The domestic attack surface expanded concretely in 2024-2025. President Trump shared AI-generated images to ridicule political opponents. A Virginia congressional candidate debated an AI-generated avatar of his opponent. Senator Amy Klobuchar confronted a deepfake of herself spewing vulgarities. Former governor Andrew Cuomo deployed deepfake technology against his mayoral opponent (TechPolicy.Press, 2026). These are domestic examples. State-level foreign operations have stronger incentives, fewer constraints, and access to the same tools. In April 2025, NewsGuard found that AI chatbots repeated false narratives from Russian influence operation Storm-1516, a spinoff of Russia’s Internet Research Agency, 32% of the time. The operation laundered disinformation through fake local news sites and fabricated whistleblower videos, directly targeting European leaders with deepfakes designed to discredit Ukraine (EPRS, 2025).

Romania’s institutions did function, and that matters. The court annulled a compromised election, new elections were held, the pro-European candidate won. Democracies have proven more resilient to information operations than pessimists predicted. Social media platforms have gotten substantially better at identifying coordinated inauthentic behavior. CISA and similar bodies provide early warning. Detection technology improves alongside generation technology.

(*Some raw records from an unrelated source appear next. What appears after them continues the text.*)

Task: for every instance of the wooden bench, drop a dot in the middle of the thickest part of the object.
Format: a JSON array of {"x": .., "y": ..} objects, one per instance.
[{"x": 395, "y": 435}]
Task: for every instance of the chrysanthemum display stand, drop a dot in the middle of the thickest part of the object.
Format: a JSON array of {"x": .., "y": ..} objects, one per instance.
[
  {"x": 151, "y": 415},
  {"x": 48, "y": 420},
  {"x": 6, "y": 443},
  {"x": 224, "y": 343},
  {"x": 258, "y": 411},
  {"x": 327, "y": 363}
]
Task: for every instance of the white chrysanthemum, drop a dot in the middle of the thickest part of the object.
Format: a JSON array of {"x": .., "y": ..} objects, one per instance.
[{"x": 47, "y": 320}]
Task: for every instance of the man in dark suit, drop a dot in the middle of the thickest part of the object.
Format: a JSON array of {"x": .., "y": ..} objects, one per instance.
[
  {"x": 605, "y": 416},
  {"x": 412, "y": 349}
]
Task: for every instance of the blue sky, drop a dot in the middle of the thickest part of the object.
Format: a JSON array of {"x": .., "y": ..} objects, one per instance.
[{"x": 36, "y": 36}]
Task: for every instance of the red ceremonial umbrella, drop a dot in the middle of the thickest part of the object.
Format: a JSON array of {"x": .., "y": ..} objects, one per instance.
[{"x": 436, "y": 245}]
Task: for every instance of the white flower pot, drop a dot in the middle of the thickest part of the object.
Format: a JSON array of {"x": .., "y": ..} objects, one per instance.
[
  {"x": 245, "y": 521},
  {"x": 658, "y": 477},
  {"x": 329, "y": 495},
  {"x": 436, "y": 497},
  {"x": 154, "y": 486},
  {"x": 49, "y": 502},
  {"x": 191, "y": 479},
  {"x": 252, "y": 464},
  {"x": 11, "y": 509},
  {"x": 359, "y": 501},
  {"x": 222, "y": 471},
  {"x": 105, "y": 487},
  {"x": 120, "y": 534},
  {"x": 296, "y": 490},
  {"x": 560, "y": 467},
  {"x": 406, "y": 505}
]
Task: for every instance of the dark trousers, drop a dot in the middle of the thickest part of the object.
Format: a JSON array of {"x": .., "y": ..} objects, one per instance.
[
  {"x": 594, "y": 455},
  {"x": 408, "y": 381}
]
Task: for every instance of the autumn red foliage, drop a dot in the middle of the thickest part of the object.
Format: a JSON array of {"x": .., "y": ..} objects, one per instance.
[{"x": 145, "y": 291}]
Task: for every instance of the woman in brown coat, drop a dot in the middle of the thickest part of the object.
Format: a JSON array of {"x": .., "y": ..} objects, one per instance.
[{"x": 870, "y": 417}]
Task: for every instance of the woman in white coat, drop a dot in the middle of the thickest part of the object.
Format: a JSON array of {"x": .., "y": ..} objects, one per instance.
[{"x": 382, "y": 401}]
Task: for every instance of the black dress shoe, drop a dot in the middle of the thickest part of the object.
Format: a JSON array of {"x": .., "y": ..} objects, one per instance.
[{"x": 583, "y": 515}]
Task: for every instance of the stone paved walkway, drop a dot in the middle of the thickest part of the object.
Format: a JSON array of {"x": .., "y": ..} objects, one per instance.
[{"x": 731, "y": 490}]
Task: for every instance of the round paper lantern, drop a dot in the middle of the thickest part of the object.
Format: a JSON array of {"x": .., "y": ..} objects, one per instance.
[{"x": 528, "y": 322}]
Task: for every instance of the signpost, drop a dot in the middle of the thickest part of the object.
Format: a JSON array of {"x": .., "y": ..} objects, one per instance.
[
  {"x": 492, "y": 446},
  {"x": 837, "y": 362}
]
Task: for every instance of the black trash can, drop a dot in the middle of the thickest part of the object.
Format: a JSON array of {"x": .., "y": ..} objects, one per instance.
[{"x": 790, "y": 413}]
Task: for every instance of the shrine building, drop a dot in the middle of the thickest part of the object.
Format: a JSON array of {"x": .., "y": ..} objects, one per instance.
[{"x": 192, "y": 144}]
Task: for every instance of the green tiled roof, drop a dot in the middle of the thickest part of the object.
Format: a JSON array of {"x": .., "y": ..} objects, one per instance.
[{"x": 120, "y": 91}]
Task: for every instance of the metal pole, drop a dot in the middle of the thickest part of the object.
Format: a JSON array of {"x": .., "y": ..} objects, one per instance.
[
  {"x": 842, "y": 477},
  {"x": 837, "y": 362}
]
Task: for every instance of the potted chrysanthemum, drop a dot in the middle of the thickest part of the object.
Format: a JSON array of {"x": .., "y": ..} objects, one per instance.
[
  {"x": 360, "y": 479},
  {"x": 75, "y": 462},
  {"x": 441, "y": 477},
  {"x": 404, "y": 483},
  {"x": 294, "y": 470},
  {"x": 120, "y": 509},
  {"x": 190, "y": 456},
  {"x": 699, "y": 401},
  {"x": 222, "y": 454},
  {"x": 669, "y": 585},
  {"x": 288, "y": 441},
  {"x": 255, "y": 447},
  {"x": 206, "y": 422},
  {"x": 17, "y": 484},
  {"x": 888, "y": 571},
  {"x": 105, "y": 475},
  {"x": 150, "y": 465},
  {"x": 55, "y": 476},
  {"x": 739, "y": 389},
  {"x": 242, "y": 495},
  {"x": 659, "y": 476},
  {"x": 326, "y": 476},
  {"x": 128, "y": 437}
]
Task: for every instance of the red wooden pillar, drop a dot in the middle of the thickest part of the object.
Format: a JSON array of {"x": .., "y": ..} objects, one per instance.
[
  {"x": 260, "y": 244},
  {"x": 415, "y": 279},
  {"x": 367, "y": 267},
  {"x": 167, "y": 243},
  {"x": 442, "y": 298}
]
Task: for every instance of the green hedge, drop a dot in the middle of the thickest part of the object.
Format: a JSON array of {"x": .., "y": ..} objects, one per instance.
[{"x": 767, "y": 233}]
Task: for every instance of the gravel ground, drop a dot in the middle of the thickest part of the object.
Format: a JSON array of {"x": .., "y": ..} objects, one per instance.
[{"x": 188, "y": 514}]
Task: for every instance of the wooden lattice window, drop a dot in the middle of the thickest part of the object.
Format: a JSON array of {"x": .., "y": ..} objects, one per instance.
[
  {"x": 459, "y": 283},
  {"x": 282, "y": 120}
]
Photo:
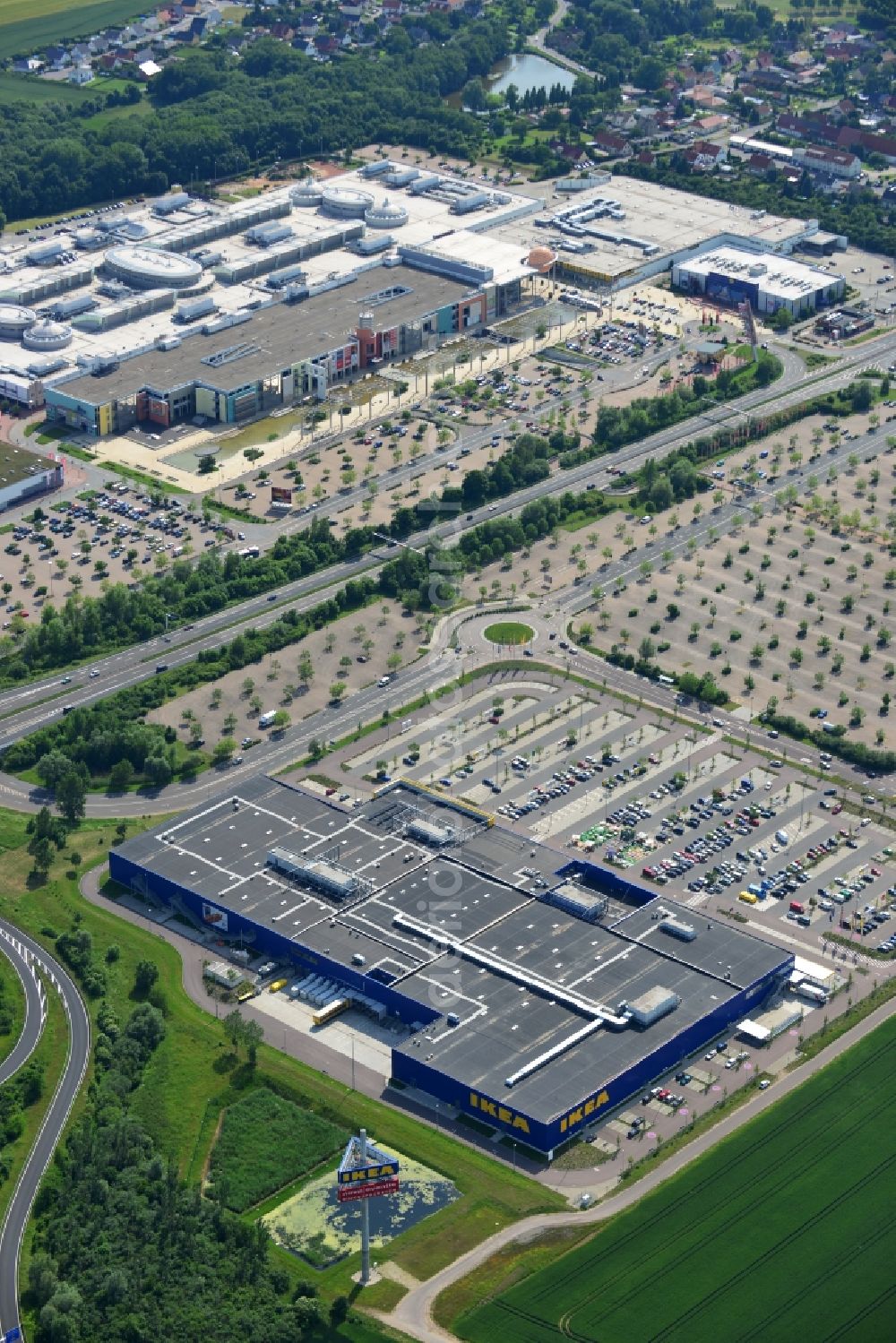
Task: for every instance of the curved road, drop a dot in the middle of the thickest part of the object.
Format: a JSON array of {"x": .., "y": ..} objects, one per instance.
[
  {"x": 54, "y": 1122},
  {"x": 35, "y": 1006},
  {"x": 413, "y": 1313}
]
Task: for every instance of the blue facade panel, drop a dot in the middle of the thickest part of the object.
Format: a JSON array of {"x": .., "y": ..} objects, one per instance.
[{"x": 607, "y": 882}]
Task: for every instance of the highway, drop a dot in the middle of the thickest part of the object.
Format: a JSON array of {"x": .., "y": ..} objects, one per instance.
[
  {"x": 414, "y": 1313},
  {"x": 54, "y": 1122},
  {"x": 23, "y": 710}
]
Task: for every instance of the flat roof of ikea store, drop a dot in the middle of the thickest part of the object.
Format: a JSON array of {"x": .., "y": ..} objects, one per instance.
[
  {"x": 18, "y": 463},
  {"x": 282, "y": 335},
  {"x": 462, "y": 930}
]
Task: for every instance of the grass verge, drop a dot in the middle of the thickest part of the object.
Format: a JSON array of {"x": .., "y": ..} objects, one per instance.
[{"x": 51, "y": 1053}]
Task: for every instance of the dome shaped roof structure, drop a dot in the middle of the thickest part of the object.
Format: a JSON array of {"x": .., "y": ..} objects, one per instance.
[
  {"x": 389, "y": 214},
  {"x": 47, "y": 335},
  {"x": 541, "y": 260},
  {"x": 151, "y": 268}
]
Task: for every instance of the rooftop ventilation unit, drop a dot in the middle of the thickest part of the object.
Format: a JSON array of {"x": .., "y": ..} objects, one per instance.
[{"x": 676, "y": 928}]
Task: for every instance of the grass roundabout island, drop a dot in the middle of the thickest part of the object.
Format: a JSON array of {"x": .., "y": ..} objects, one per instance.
[{"x": 509, "y": 632}]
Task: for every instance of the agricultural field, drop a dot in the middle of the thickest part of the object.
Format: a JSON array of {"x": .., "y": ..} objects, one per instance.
[
  {"x": 266, "y": 1141},
  {"x": 26, "y": 24},
  {"x": 769, "y": 1232},
  {"x": 314, "y": 1225},
  {"x": 16, "y": 89}
]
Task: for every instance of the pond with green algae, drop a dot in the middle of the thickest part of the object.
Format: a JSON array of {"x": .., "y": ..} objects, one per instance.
[{"x": 314, "y": 1225}]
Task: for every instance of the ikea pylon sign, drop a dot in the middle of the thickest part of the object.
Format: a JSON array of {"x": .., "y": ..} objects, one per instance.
[
  {"x": 495, "y": 1109},
  {"x": 368, "y": 1173}
]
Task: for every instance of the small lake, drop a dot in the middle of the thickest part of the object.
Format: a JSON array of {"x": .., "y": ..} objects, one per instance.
[{"x": 527, "y": 72}]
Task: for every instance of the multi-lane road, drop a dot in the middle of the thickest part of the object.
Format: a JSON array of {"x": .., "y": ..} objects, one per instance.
[
  {"x": 23, "y": 710},
  {"x": 26, "y": 708},
  {"x": 26, "y": 957}
]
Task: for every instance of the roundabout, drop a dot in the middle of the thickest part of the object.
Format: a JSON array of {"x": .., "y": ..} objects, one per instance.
[{"x": 508, "y": 633}]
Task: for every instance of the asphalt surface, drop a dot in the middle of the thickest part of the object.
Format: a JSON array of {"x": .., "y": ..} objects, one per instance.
[
  {"x": 413, "y": 1313},
  {"x": 136, "y": 664},
  {"x": 23, "y": 710},
  {"x": 54, "y": 1122},
  {"x": 35, "y": 1010}
]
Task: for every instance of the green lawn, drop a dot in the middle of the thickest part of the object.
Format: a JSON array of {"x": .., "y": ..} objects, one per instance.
[
  {"x": 193, "y": 1076},
  {"x": 21, "y": 89},
  {"x": 266, "y": 1141},
  {"x": 13, "y": 1007},
  {"x": 27, "y": 24},
  {"x": 780, "y": 1232}
]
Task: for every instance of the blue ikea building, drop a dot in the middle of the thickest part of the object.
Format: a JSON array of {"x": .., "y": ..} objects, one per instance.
[{"x": 532, "y": 993}]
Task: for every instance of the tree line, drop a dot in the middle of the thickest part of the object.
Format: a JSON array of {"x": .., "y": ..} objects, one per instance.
[
  {"x": 215, "y": 115},
  {"x": 123, "y": 1251},
  {"x": 88, "y": 627},
  {"x": 616, "y": 426},
  {"x": 90, "y": 742}
]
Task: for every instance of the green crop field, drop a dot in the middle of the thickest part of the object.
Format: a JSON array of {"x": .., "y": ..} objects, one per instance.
[
  {"x": 785, "y": 1230},
  {"x": 27, "y": 24},
  {"x": 18, "y": 89},
  {"x": 266, "y": 1141}
]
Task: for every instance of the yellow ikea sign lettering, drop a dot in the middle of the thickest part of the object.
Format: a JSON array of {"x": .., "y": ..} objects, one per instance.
[
  {"x": 500, "y": 1112},
  {"x": 575, "y": 1116},
  {"x": 368, "y": 1173}
]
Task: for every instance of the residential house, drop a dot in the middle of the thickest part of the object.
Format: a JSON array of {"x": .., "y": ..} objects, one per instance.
[
  {"x": 713, "y": 155},
  {"x": 829, "y": 163},
  {"x": 56, "y": 58},
  {"x": 608, "y": 144}
]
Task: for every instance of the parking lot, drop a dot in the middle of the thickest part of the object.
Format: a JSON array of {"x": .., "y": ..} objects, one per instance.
[
  {"x": 735, "y": 831},
  {"x": 117, "y": 535}
]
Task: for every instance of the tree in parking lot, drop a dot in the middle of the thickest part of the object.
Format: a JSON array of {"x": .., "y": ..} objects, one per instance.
[
  {"x": 72, "y": 793},
  {"x": 120, "y": 775}
]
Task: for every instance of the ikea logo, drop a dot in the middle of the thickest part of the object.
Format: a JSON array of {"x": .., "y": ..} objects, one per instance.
[
  {"x": 368, "y": 1173},
  {"x": 575, "y": 1116},
  {"x": 500, "y": 1112}
]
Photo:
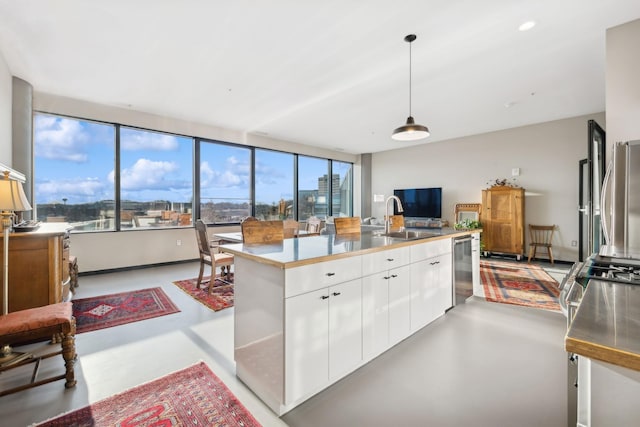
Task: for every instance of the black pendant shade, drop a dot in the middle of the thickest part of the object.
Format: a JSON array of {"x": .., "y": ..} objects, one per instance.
[{"x": 410, "y": 131}]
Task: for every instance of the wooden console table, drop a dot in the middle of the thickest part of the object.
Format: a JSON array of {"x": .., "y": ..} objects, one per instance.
[{"x": 38, "y": 266}]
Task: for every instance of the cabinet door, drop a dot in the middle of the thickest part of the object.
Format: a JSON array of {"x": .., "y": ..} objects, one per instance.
[
  {"x": 444, "y": 277},
  {"x": 399, "y": 304},
  {"x": 306, "y": 344},
  {"x": 375, "y": 315},
  {"x": 345, "y": 328},
  {"x": 503, "y": 210}
]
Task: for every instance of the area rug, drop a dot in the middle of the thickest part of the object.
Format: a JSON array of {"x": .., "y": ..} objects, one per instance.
[
  {"x": 519, "y": 284},
  {"x": 106, "y": 311},
  {"x": 194, "y": 396},
  {"x": 222, "y": 296}
]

But the cost curves are diverging. Generation is cheap and scales effortlessly; detection is expensive, lags behind, and degrades outside laboratory conditions. Producing a convincing deepfake video costs minutes and dollars. Verifying every piece of content encountered by every voter costs effectively infinite resources. Mustafa Suleyman’s “containment problem,” articulated in The Coming Wave (2023), applies directly: once a powerful technology is widely accessible, restricting its misuse becomes structurally harder with each passing year. Content provenance infrastructure, digital watermarking, and public media investment define the governed outcome. The 25 states that have passed laws regulating AI in elections represent early efforts, but the federal vacuum leaves defenses fragmented. And the EU’s response to Romania, widely criticized as too slow, suggests that even democracies with advanced regulatory tools cannot move at the speed the threat demands.

Key tension: The openness that makes democratic discourse possible is the same vulnerability that makes it exploitable. Romania demonstrated both the threat and the institutional response. The question is whether institutions can scale their defenses as fast as adversaries can scale their attacks.